A non-negative matrix factorization approach for the functional classification of the epigenome

In the last decade, advanced functional genomics approaches and deep sequencing have allowed large-scale mapping of histone modifications and other epigenetic marks, highlighting functional relationships between chromatin organization and genome function. Here, researchers from the Sapienza University of Rome propose a novel approach to explore functional interactions between different epigenetic modifications and extract combinatorial profiles that can be used to annotate the chromatin in a finite number of functional classes. Their method is based on non-negative matrix factorization (NMF), an unsupervised learning technique originally employed to decompose high-dimensional data in a reduced number of meaningful patterns. They applied the NMF algorithm to a set of different epigenetic marks, consisting of ChIP-seq assays for multiple histone modifications, Pol II binding and chromatin accessibility assays from human H1 cells.

The researchers identified a number of chromatin profiles that contain functional information and are biologically interpretable. They also observed that epigenetic profiles are characterized by specific genomic contexts and show significant association with distinct genomic features. Moreover, analysis of RNA-seq data reveals that distinct chromatin signatures correlate with the level of gene expression.

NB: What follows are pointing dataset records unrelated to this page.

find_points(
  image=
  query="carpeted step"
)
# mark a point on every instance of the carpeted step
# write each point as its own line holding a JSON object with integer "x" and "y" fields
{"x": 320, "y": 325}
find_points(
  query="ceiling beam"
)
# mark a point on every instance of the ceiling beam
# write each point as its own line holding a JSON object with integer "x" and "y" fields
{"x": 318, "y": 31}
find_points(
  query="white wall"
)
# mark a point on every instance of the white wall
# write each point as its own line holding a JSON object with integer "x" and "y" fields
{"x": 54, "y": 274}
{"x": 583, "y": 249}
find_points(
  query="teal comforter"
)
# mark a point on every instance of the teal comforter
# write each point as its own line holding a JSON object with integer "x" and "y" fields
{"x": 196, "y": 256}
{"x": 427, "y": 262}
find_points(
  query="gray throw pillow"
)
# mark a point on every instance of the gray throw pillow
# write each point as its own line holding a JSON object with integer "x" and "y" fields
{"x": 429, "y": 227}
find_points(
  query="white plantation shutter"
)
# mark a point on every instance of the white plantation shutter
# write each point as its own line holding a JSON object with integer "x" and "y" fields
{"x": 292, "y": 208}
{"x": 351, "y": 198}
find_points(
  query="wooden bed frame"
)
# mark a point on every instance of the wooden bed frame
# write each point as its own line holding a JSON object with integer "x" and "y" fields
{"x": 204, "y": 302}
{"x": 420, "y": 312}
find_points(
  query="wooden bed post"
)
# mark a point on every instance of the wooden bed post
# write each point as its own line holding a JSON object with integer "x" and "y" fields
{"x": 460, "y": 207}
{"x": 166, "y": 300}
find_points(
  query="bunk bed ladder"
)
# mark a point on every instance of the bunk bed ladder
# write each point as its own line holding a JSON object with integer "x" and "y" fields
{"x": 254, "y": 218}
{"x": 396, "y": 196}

Non-negative matrix factorization of epigenetic data

The scheme gives an intuitive representation of how NMF can be used to approximate a multivariate epigenetic signal in a pre-defined number of signal patterns. The algorithm takes as input a data-matrix (V) with rows corresponding to a series of genomic intervals (or loci) and columns corresponding to different epigenetic tracks for the marks. Each cell in the matrix defines the normalized/background corrected signal of a given epigenetic mark (y) in a given locus (x) (a). As result, a standard NMF procedure yields two sparse matrices W (the weight matrix) and H (the coefficient matrix) describing the contribution of each code/profile to single loci and single marks respectively (b)

Overall, this study highlights the utility of NMF in studying functional relationships between different epigenetic modifications and may provide new biological insights for the interpretation of the chromatin dynamics.